3. Experimental section
3.1. General experimental procedures
Optical rotations were measured on a Perkin-Elmer PE-341 polarimeter (Perkin-Elmer, Waltham, MA, USA). UV spectra were
recorded on a Varian Cary 50 UV/VIS spectrophotometer (Varian, Salt Lake City, UT, USA). CD spectra were measured with a Jasco
J-810 spectrometer (Jasco, Easton, MD, USA). IR spectra were recorded on a Bruker Vertex 70 FT-IR spectrophotometer (Bruker,
Karlsruhe, Germany). NMR spectra were recorded on Bruker AM-400 spectrometers (Bruker, Karlsruhe, Germany). Chemical shifts
were given in ppm with reference to the residual methanol-d₄ (δ_H 3.31/δ_C 49.0), pyridine-d₅ (δ_H 8.74/δ_C 150.3), and DMSO-d₆ (δ_H
2.50/δ_C 39.5) signals. HRESIMS data were acquired using a Thermo Fisher LTQ XL LC/MS (Thermo Fisher, Palo Alto, CA, USA).
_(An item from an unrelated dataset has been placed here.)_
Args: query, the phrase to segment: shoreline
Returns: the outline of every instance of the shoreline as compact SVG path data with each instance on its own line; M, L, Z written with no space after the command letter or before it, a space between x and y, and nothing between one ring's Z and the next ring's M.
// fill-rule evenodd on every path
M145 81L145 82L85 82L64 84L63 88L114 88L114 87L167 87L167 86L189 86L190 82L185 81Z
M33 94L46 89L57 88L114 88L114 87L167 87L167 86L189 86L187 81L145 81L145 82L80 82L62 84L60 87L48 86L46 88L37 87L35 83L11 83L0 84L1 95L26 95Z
Column chromatography was performed using silica gel (100−200 mesh and 200−300 mesh, Qingdao Marine Chemical Inc., Qingdao,
China), ODS (50 μm, YMC, Japan), and Sephadex LH-20 (Pharmacia Biotech AB, Uppsala, Sweden). Semipreparative HPLC was
performed on an Agilent 1100 HPLC (Agilant, Santa Clara, CA, USA) with UV detector and an Ultimate XB-C₁₈ (10 × 250 mm, 5 μm)
column. The chiral HPLC isolation was accomplished by a Daicel Chiralpak AD-RH (4.6 × 150 mm, 5 μm; Daicel Chemical Ltd,
Tokyo, Japan) on a Dionex Ultimate 3000 HPLC (Dionex, Sunnyvale, CA, USA). Solvents were distilled prior to use, and
spectroscopic grade solvents were used. TLC was carried out on precoated silica gel GF₂₅₄ plates. GC analysis was carried out on an
Agilent 7820A gas chromatography system (Agilant, Santa Clara, CA, USA).
3.2. Plant materials
Leaves of R. fortunei were collected at about 1500 m altitude, latitude 30°10′39.47″ North and longitude 109°44′42.93″ East in
Changlinggang, Enshi, Hubei Province, People′s Republic of China, in June 2010, and authenticated by one of the authors (M He). A
voucher specimen (No. 20100613) was deposited in the herbarium of Hubei Key Laboratory of Natural Medicinal Chemistry and
Resource Evaluation, Tongji Medical College, Huazhong University of Technology and Science.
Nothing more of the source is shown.